The work was published on April 30 in eLife.
The life-sustaining system for these organ linings is a supportive structure called the extracellular matrix that lies underneath the single-cell sheets. To maintain the architecture of an organ, cells that step out of line and detach from this matrix are programmed to die. “But cancer cells have gotten around this,” said Elledge.
To find out how, Natasha Pavlova, a graduate student in the Elledge lab, went on a hunt for genes that allow normal cells to proliferate even when the matrix is removed. Testing a collection of 8,000 human genes, she found that the gene called PVRL4 is a strong enabler of this growth phenomenon characteristic of cancer.
PVRL4 is normally active only in a small number of tissues, such as the skin and cornea, but is frequently overabundant in breast, lung and ovarian cancers. Other research has shown that PVRL4 is found in 100 percent of breast cancers that have spread to more than one lymph node. Its presence also predicts poor outcomes for cancer patients.
By silencing the gene with a technique called RNA interference in cells taken from several different breast tumors, Elledge and colleagues confirmed that cancer cells use the gene’s activity to their advantage, staying alive even when they lose connection with the matrix. PVRL4 produces a cell-surface protein that allows the cells to stick to other cells. These cell-to-cell connections send a signal that a cell is still attached to the matrix, even when it is not. “It’s as if it gives the cells a way to pack up a virtual matrix and take it with them,” said Elledge.
To bind to other cells, PVRL4 seeks out a receptor, PVRL1. Unlike PVRL4, PVRL1 is found in a wide variety of cell types. This makes it possible for a cancer cell driven by PVRL4 to bind not only to another cancer cell, but to many different cell types that have PVRL1 on them. This property can potentially enable cancer cells to spread throughout the body, attaching themselves to remote tissues and forming metastases, said Elledge, who is still investigating this possibility.
Because PVRL4 creates a protein that sits on the surface of the cell and reaches out to bind to other cells, it can also be disrupted using monoclonal antibodies, proteins designed to seek out PVRL4 and disrupt its activity. Together with Christian Pallasch from Michael Hemann’s laboratory at the Koch Institute for Integrative Cancer Research at MIT, the group tested to see whether injecting anti-PVRL4 antibodies into mice implanted with PVRL4-positive breast cancer cells would interfere with the tumor growth.
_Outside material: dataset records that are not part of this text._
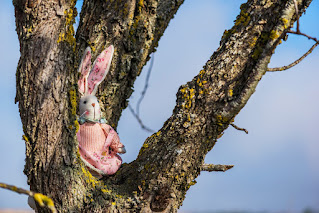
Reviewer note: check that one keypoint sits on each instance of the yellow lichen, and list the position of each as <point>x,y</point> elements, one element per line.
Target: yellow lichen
<point>243,18</point>
<point>274,35</point>
<point>43,200</point>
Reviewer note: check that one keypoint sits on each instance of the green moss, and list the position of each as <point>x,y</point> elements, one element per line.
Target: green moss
<point>43,200</point>
<point>68,35</point>
<point>257,52</point>
<point>243,18</point>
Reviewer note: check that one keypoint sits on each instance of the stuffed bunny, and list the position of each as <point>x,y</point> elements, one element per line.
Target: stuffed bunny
<point>98,141</point>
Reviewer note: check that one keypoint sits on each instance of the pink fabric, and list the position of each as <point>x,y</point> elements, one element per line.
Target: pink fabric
<point>98,145</point>
<point>85,68</point>
<point>99,69</point>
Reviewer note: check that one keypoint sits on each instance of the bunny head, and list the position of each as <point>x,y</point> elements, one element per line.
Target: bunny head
<point>90,80</point>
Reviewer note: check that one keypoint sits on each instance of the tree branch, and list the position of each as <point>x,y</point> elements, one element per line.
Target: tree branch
<point>238,128</point>
<point>216,167</point>
<point>41,199</point>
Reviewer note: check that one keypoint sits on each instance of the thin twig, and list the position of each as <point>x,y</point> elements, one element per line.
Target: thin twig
<point>295,62</point>
<point>238,128</point>
<point>145,86</point>
<point>137,113</point>
<point>41,199</point>
<point>139,120</point>
<point>297,32</point>
<point>303,34</point>
<point>216,167</point>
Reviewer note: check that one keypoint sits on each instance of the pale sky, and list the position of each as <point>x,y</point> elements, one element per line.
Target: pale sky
<point>276,164</point>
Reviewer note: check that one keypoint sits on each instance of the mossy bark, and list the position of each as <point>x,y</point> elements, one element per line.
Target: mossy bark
<point>170,159</point>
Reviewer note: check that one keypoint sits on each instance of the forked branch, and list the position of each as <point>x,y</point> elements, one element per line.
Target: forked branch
<point>297,32</point>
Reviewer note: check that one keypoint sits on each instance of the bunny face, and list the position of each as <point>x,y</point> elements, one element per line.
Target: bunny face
<point>90,108</point>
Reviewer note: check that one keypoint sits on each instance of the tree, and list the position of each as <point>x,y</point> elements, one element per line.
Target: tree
<point>170,159</point>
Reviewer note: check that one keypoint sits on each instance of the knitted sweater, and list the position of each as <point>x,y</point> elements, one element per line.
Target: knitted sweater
<point>98,145</point>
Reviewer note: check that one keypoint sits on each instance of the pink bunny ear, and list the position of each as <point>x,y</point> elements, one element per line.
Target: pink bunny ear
<point>84,69</point>
<point>100,69</point>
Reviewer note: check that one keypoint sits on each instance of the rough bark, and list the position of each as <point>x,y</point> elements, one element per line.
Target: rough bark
<point>170,159</point>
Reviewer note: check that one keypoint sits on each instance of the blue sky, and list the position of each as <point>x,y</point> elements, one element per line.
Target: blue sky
<point>276,164</point>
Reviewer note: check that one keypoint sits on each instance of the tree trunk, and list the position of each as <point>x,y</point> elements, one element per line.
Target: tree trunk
<point>170,159</point>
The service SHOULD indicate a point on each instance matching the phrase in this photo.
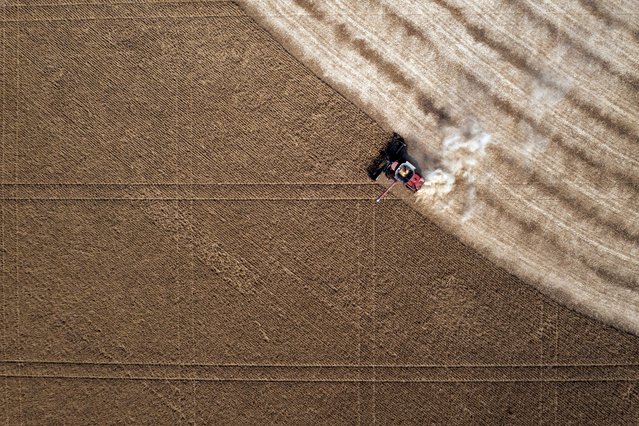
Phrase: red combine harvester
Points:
(395, 163)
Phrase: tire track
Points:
(444, 72)
(520, 116)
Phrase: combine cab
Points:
(395, 163)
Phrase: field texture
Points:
(526, 114)
(189, 237)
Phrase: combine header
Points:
(395, 163)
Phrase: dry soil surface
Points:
(188, 236)
(526, 114)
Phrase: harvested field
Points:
(189, 236)
(528, 113)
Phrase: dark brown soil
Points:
(189, 236)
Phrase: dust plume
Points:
(461, 150)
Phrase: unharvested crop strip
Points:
(522, 63)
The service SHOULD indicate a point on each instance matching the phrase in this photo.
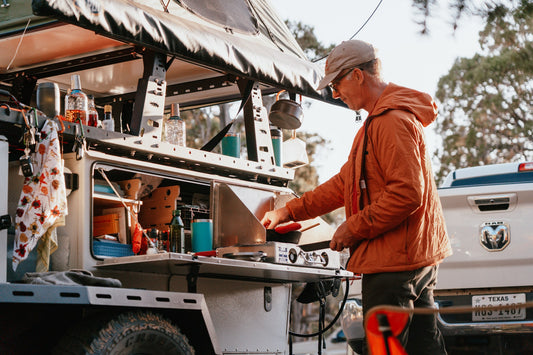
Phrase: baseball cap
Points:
(348, 54)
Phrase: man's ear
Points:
(358, 75)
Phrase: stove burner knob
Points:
(293, 255)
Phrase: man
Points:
(394, 224)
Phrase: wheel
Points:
(137, 332)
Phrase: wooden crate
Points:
(106, 224)
(156, 209)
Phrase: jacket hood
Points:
(402, 98)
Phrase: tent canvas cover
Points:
(210, 45)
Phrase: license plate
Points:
(483, 314)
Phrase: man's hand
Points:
(342, 238)
(273, 218)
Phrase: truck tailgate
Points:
(490, 236)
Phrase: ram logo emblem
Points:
(495, 236)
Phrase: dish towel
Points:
(43, 198)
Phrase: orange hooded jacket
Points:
(401, 225)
“We were excited to see that the antibody not only stopped tumors from growing, but also the mice did not show acute side effects from the treatment, even in skin, where PVRL4 is normally active,” said Pavlova. After treatment ended, tumor growth resumed, but progressed more slowly than in untreated mice.
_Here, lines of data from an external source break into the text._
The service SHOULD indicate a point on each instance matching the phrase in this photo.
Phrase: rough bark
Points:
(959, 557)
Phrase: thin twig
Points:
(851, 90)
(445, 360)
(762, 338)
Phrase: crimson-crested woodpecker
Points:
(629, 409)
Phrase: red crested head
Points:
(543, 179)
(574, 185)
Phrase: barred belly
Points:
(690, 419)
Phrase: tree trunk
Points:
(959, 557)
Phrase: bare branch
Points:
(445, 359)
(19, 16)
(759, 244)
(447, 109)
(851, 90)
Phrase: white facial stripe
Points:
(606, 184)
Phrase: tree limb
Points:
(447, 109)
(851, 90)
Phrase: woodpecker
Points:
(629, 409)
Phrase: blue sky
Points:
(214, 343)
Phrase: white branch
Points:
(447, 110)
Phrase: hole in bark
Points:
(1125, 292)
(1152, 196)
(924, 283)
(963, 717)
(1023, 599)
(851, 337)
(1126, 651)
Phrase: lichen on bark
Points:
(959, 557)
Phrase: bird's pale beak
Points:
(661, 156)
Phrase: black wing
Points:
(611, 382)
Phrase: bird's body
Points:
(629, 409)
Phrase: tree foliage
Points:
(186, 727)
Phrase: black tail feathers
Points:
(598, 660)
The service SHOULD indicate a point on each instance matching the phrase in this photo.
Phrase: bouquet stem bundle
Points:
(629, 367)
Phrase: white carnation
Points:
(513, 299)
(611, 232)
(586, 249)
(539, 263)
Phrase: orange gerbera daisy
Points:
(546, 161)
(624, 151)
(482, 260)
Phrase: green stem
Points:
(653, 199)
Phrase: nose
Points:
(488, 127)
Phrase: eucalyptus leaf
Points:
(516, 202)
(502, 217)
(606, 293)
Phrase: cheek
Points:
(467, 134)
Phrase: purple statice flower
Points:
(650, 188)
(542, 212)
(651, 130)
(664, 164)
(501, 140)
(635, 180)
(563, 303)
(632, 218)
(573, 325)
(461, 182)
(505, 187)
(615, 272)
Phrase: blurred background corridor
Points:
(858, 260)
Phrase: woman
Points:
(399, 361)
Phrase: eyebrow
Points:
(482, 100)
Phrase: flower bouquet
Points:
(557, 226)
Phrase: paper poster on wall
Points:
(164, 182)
If the approach proves effective in humans, it could become part of the arsenal used to treat breast cancer. “We view this antibody treatment as a potential part of combination therapies,” said Elledge.
Elledge is now working to understand what activates PVRL4 in cancer cells in the first place. In addition, the group has found that other well-known oncogenes, such as RAS and PI3K, also make cells stick to neighboring cells. However, in these cells, PVRL4 is not the culprit. “There must be other genes being turned on,” he said. “We’re trying to find out what they are and just how general this phenomenon is.”
If multiple oncogenes drive cell-to-cell sticking that is advantageous for cancer cells, as it seems to be with PVRL4, Elledge and colleagues may have found a new paradigm for understanding the growth and spread of tumors in a large proportion of cancers.
This research was funded by the Department of Defense and the Howard Hughes Medical Institute.